The ip_v and ip_hl fields are bit-fields. The order of bit-fields in a struct is not guaranteed by the standard.

From section 6.7.2.1 of the C standard:

11 An implementation may allocate any addressable storage unit large enough to hold a bitfield. If enough space remains, a bit-field that immediately follows another bit-field in a structure shall be packed into adjacent bits of the same unit. If insufficient space remains, whether a bit-field that does not fit is put into the next unit or overlaps adjacent units is implementation-defined. The order of allocation of bit-fields within a unit (high-order to low-order or low-order to high-order) is implementation-defined. The alignment of the addressable storage unit is unspecified.

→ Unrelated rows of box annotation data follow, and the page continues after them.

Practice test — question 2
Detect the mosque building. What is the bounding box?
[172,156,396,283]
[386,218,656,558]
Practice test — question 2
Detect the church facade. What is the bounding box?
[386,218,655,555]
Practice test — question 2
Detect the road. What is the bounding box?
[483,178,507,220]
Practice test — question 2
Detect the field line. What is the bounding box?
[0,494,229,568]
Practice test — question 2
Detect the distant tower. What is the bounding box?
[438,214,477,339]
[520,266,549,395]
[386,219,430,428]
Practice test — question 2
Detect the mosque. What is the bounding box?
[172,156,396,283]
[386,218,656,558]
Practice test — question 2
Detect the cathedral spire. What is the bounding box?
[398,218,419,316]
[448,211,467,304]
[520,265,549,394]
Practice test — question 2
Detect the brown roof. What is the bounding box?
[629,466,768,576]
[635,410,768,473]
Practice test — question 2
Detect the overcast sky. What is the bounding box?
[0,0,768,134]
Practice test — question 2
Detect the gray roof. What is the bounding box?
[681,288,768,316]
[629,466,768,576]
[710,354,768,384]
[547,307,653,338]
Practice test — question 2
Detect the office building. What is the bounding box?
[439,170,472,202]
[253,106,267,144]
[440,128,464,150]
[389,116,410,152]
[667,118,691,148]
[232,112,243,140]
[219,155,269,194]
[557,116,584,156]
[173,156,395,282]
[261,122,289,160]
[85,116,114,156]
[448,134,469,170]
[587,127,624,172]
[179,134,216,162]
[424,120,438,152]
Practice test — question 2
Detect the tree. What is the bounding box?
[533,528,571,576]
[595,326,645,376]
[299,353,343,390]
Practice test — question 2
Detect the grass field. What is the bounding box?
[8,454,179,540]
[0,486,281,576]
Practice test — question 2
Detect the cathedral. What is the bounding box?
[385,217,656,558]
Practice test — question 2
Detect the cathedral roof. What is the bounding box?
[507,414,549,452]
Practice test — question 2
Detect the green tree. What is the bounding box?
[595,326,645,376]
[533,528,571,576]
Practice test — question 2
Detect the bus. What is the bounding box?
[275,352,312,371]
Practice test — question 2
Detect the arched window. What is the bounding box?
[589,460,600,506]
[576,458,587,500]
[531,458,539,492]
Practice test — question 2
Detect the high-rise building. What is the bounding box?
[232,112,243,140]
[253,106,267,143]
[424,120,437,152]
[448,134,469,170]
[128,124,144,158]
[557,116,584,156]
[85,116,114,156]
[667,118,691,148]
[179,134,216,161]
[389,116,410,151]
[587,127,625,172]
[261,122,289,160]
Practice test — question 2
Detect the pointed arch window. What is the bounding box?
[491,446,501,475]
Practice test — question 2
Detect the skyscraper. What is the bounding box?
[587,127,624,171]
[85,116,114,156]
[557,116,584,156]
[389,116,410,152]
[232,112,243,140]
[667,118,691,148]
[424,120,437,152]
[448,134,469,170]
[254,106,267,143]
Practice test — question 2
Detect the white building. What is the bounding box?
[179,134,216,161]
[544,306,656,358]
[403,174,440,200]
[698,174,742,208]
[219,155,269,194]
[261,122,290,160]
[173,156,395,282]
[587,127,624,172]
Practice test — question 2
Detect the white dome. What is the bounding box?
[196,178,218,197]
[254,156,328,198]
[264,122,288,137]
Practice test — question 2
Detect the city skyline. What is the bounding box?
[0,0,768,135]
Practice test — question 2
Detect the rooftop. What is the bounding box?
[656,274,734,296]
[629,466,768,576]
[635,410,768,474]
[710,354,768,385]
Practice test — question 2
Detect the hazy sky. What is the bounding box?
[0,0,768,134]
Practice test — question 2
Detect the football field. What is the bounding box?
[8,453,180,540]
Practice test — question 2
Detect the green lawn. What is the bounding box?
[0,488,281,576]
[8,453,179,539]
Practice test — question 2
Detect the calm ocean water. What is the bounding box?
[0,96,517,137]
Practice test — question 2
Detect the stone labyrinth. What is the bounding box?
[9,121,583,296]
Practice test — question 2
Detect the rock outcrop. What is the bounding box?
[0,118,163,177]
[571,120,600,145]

In the case of this particular struct, which represents an IP header, it is one defined in the system header files, so it has some implementation knowledge regarding the order of bitfields. Because an IP header must have the version field first followed by the header length, the #if checks the endianness of the system to determine which order to place the fields in the struct so that they end up in the proper place, allowing the struct to be overlaid onto a received packet buffer to read the IP header. Presumably, a little endian system will reverse the order of bitfields while a big endian system will not.

This is not however something that you should attempt to do in user code, as it could behave differently on different systems. Code like this is permissible in system headers because they reside in a specific implementation where certain assumptions can safely be made.